When Robert Barbara was a 10-year-old growing up in Canarsie, N.Y., a Brooklyn neighborhood that borders Jamaica Bay, his teenaged brother bought a horse to ride at a nearby stable in Mill Basin.
Before long, it was the younger brother who had taken his place in the saddle. His talent evident, Barbara was soon competing at the riding academy's shows, and within two years, he said, "I had more blue ribbons than you could shake a stick at."
By the time he was 15 he was on racehorses, taking them to the beach at low tide for quarter-mile races, and it was there that a local trainer spotted him.
"He saw me racing Quarter Horses," Barbara remembered, "and he brought me to Aqueduct."
Barbara's career as a jockey didn't last long; he won 11 races while under his apprentice contract, but when he couldn't keep his weight down, he tried on a saddle of another sort, that of an outrider at New York Racing Association tracks from 1973 to 1983.
Turning to training, he was still a familiar sight on horseback, riding his pony to and from the track. His first graded stakes win came in 1990 at Monmouth Park when She Can won the Post-Deb Stakes (gr. II, now the Reeves Schley, Jr. Stakes).
Other graded stakes followed, including the 2003 Garden City Breeders' Cup Handicap (gr. I) with Indy Five Hundred and the 2009 Joe Hirsch Turf Classic Invitational Stakes (gr. IT) with Interpatation.

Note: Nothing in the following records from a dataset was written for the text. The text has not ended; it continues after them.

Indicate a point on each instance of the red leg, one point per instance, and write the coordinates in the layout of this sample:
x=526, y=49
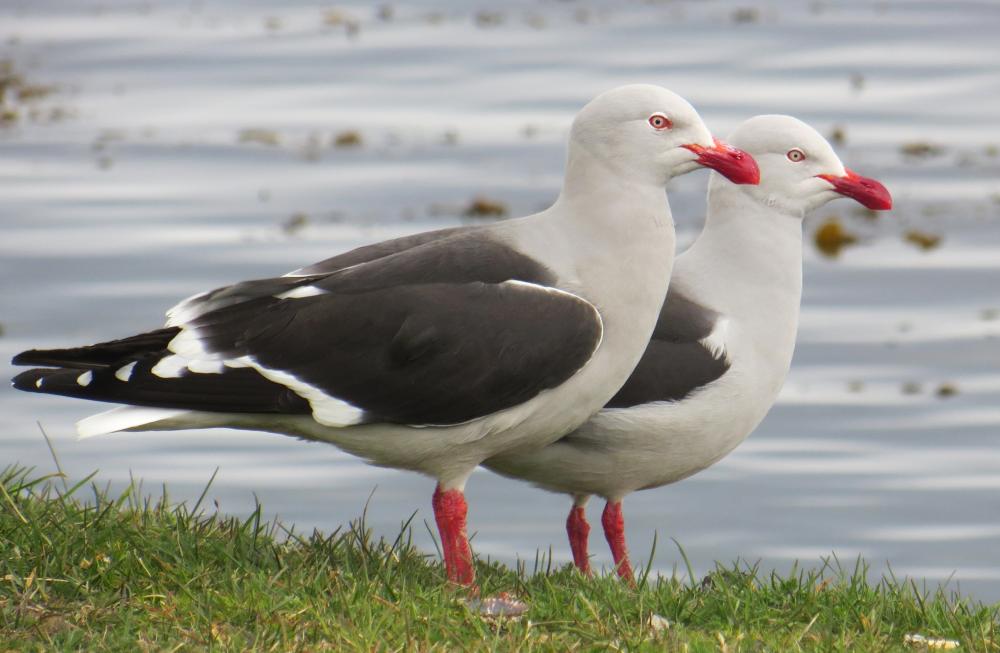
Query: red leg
x=614, y=530
x=579, y=530
x=450, y=511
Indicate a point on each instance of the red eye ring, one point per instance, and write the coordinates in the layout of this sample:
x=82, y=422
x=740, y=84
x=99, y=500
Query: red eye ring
x=795, y=155
x=659, y=122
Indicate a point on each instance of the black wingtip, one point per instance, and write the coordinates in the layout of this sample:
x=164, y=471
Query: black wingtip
x=24, y=358
x=29, y=379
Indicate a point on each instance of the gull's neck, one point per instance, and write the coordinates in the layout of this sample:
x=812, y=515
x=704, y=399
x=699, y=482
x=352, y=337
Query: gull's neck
x=747, y=265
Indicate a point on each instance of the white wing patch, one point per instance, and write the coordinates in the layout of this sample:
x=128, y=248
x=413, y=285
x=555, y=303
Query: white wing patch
x=170, y=367
x=326, y=410
x=715, y=342
x=124, y=373
x=301, y=292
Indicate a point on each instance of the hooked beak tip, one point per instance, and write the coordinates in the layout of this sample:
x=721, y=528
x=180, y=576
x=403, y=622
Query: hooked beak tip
x=734, y=164
x=868, y=192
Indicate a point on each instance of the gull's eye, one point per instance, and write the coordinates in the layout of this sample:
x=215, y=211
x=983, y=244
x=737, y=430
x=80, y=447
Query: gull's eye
x=660, y=122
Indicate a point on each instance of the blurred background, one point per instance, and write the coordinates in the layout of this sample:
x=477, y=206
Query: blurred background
x=150, y=150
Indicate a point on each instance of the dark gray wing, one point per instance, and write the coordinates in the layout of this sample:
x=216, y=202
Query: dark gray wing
x=443, y=332
x=677, y=362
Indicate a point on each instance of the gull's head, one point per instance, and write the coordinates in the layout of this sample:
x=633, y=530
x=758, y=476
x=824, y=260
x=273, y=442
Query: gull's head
x=799, y=169
x=649, y=134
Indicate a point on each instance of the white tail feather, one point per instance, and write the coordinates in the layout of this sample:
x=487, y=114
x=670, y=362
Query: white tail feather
x=123, y=418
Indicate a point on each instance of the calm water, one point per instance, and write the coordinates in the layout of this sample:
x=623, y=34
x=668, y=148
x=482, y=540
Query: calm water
x=132, y=188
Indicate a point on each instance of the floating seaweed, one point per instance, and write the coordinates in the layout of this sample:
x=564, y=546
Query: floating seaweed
x=481, y=207
x=831, y=237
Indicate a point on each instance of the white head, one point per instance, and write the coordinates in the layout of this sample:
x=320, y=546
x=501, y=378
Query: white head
x=648, y=134
x=799, y=169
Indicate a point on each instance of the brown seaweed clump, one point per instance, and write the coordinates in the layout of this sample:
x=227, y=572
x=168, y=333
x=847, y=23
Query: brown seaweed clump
x=481, y=207
x=831, y=237
x=921, y=239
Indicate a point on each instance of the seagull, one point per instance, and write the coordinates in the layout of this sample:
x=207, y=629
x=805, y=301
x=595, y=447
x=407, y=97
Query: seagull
x=722, y=345
x=435, y=351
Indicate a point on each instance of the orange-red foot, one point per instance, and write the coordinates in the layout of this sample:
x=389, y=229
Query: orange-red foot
x=614, y=530
x=579, y=530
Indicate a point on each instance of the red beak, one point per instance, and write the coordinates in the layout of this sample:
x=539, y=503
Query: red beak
x=868, y=192
x=735, y=165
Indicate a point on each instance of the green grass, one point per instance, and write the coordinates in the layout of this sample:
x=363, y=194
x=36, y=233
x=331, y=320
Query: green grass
x=82, y=570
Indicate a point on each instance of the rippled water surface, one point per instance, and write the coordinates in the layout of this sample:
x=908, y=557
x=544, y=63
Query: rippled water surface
x=171, y=147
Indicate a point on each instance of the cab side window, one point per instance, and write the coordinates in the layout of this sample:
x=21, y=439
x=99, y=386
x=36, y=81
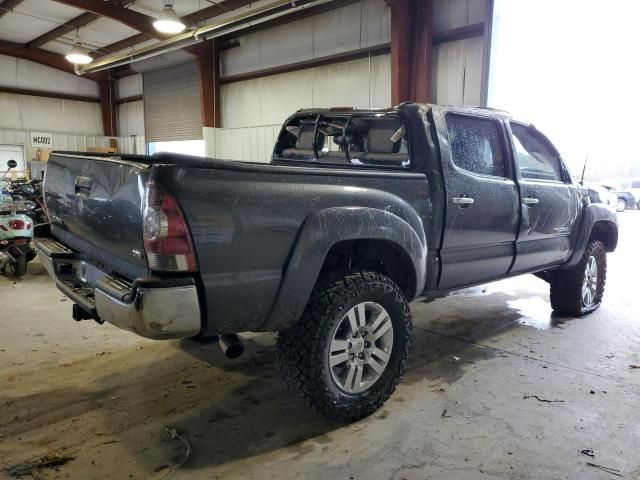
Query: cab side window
x=476, y=145
x=535, y=158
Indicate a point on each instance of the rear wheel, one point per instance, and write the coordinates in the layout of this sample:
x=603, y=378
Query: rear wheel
x=578, y=291
x=347, y=353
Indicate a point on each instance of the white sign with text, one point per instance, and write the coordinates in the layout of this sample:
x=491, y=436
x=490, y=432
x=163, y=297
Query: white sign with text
x=41, y=140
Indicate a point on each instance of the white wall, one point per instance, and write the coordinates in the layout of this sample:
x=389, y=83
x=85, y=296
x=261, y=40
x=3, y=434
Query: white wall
x=248, y=144
x=61, y=141
x=457, y=66
x=457, y=72
x=270, y=100
x=75, y=125
x=19, y=73
x=345, y=29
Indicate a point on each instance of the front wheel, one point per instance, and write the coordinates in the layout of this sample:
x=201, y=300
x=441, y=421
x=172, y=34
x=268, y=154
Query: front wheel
x=349, y=349
x=19, y=268
x=578, y=291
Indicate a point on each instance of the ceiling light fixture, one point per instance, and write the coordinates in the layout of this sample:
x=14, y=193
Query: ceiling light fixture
x=168, y=21
x=78, y=54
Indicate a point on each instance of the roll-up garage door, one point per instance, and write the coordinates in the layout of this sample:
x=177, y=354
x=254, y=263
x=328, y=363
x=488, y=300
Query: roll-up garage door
x=172, y=104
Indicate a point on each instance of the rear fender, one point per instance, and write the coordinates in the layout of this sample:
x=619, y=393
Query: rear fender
x=324, y=228
x=601, y=218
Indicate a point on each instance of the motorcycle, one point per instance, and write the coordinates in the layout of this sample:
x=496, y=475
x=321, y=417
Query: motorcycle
x=16, y=231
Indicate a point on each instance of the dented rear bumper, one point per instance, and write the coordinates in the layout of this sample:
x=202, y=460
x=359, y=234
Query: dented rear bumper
x=151, y=307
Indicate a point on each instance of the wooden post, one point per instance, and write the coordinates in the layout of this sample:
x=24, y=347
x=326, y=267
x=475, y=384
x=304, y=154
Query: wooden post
x=106, y=87
x=209, y=70
x=411, y=50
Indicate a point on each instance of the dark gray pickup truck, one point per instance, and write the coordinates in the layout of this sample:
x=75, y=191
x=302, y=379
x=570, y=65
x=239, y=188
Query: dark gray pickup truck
x=358, y=213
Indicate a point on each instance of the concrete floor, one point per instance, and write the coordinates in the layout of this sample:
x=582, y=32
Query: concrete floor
x=465, y=409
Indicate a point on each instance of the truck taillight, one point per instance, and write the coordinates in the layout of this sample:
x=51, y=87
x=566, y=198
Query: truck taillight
x=16, y=224
x=167, y=241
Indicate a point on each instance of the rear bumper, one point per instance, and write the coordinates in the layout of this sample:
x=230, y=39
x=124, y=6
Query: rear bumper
x=151, y=307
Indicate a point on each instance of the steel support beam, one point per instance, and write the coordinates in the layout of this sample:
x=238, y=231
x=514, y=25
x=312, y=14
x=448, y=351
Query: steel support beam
x=460, y=33
x=209, y=70
x=113, y=9
x=43, y=57
x=8, y=5
x=45, y=94
x=69, y=26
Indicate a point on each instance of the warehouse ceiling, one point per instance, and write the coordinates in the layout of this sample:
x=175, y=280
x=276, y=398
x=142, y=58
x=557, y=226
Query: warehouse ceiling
x=36, y=29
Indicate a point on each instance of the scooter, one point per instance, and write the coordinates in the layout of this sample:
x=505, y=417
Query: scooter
x=16, y=232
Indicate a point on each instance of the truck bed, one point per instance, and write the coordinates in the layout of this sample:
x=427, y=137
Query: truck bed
x=245, y=220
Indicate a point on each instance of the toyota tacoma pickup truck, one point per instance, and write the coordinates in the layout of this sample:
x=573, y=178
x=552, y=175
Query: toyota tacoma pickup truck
x=358, y=213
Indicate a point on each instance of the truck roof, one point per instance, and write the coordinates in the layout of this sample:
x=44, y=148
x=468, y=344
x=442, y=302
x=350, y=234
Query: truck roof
x=458, y=108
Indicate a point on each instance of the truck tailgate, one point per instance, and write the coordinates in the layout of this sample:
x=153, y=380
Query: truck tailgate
x=95, y=207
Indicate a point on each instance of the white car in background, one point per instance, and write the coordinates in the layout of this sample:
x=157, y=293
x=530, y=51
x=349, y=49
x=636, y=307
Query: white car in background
x=627, y=191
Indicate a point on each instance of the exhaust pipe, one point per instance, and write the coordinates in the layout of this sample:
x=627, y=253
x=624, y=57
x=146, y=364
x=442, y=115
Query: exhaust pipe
x=231, y=345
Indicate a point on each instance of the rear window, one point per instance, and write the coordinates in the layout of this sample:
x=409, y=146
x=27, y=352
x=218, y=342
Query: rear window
x=378, y=140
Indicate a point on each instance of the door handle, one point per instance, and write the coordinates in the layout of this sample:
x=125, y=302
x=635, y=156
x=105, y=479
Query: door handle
x=463, y=201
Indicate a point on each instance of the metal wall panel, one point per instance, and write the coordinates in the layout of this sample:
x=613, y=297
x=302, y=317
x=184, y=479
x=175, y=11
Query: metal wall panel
x=449, y=14
x=270, y=100
x=131, y=118
x=457, y=72
x=172, y=104
x=19, y=73
x=24, y=112
x=61, y=141
x=345, y=29
x=130, y=86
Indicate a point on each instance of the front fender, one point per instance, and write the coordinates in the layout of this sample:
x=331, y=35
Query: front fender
x=592, y=214
x=323, y=229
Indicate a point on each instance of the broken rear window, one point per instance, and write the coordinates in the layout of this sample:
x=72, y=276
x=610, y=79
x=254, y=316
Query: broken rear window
x=345, y=139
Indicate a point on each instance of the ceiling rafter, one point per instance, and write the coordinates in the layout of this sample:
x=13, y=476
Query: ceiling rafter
x=191, y=20
x=113, y=9
x=69, y=26
x=43, y=57
x=7, y=5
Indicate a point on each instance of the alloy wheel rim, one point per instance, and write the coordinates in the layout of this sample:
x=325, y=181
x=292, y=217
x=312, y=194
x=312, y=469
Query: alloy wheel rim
x=360, y=348
x=590, y=283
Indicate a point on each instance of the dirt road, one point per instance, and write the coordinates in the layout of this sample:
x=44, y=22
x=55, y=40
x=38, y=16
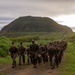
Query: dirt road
x=28, y=70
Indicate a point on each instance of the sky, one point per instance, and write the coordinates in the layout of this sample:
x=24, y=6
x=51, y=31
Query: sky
x=62, y=11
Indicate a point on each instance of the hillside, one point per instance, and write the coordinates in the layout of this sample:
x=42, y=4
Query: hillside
x=34, y=24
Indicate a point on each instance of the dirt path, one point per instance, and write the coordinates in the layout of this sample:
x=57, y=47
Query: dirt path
x=28, y=70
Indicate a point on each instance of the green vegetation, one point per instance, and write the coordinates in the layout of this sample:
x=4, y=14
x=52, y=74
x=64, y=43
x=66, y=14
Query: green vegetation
x=34, y=24
x=68, y=65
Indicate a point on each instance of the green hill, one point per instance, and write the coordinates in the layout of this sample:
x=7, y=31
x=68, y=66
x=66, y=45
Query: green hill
x=34, y=24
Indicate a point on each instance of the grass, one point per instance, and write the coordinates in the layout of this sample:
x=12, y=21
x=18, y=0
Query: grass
x=5, y=60
x=68, y=65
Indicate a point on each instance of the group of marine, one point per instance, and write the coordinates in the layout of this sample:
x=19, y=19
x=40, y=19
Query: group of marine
x=37, y=54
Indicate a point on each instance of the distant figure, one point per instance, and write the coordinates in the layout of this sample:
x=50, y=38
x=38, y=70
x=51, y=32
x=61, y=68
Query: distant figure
x=21, y=51
x=34, y=50
x=13, y=52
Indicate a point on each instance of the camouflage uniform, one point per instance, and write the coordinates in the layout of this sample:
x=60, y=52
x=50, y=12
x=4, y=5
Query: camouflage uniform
x=21, y=51
x=13, y=51
x=34, y=50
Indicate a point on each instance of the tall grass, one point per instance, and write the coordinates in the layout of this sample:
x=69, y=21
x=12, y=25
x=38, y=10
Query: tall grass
x=68, y=65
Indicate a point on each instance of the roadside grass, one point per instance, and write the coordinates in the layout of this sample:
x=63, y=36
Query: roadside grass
x=68, y=65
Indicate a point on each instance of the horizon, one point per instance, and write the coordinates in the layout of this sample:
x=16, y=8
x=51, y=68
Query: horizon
x=62, y=11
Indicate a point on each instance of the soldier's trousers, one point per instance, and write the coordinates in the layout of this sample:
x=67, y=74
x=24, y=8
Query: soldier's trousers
x=13, y=60
x=21, y=59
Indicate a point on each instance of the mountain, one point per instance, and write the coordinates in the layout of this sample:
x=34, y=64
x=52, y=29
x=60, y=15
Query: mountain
x=34, y=24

In 2011, Barbara thought he had his next big horse when J C's Pride broke his maiden with a sharp victory at Saratoga Race Course. Purchased by long-time Barbara client Joseph Bucci for $200,000, the son of Henny Hughes was the third choice in the Three Chimneys Hopeful (gr. I), but was pulled up coming into the stretch.
Though the colt showed no sign of injury, he soon developed a throat infection that moved swiftly through him, resulting in his being euthanized in December.
"When he got sick on me, a couple of days went by, then a couple more days, I started getting really nervous," Barbara said. "I knew he was in trouble. It just got into his system and ate him up. It was really sad."
In a bit of a slump when he lost J C's Pride, Barbara also ended up losing Bucci as a client.
Now he hopes the tough times are behind him. He got off to a good start this year with three wins in January, including two Jan. 17. One of those wins came with Majestic Jessica, owned by J and M Racing Stables, for whom Barbara has been training for eight years.
He's got about 15 horses in his barn, but, he said, that number changes regularly because of the ferocity of the claiming game this winter.
"You run a horse that fits in a race, you're going to lose them," he said. "They claim like crazy up here. You run the favorite, he's gone."
No longer gone is Joseph Bucci, for whom Barbara is again training.
"He's a really great man, and we had a lot of success together and a lot of fun," he said. "It really upset me, losing him, and I kind of lost my desire for a while. Doing this seven days a week, 5 in the morning—something like that goes wrong, you kind of say, 'Wow.'
"But right now," he went on, "I feel great about everything. My barn is filling up as we speak, and things are good.
"To live this dream—I didn't expect it to last as long as it has. I've had a wonderful career."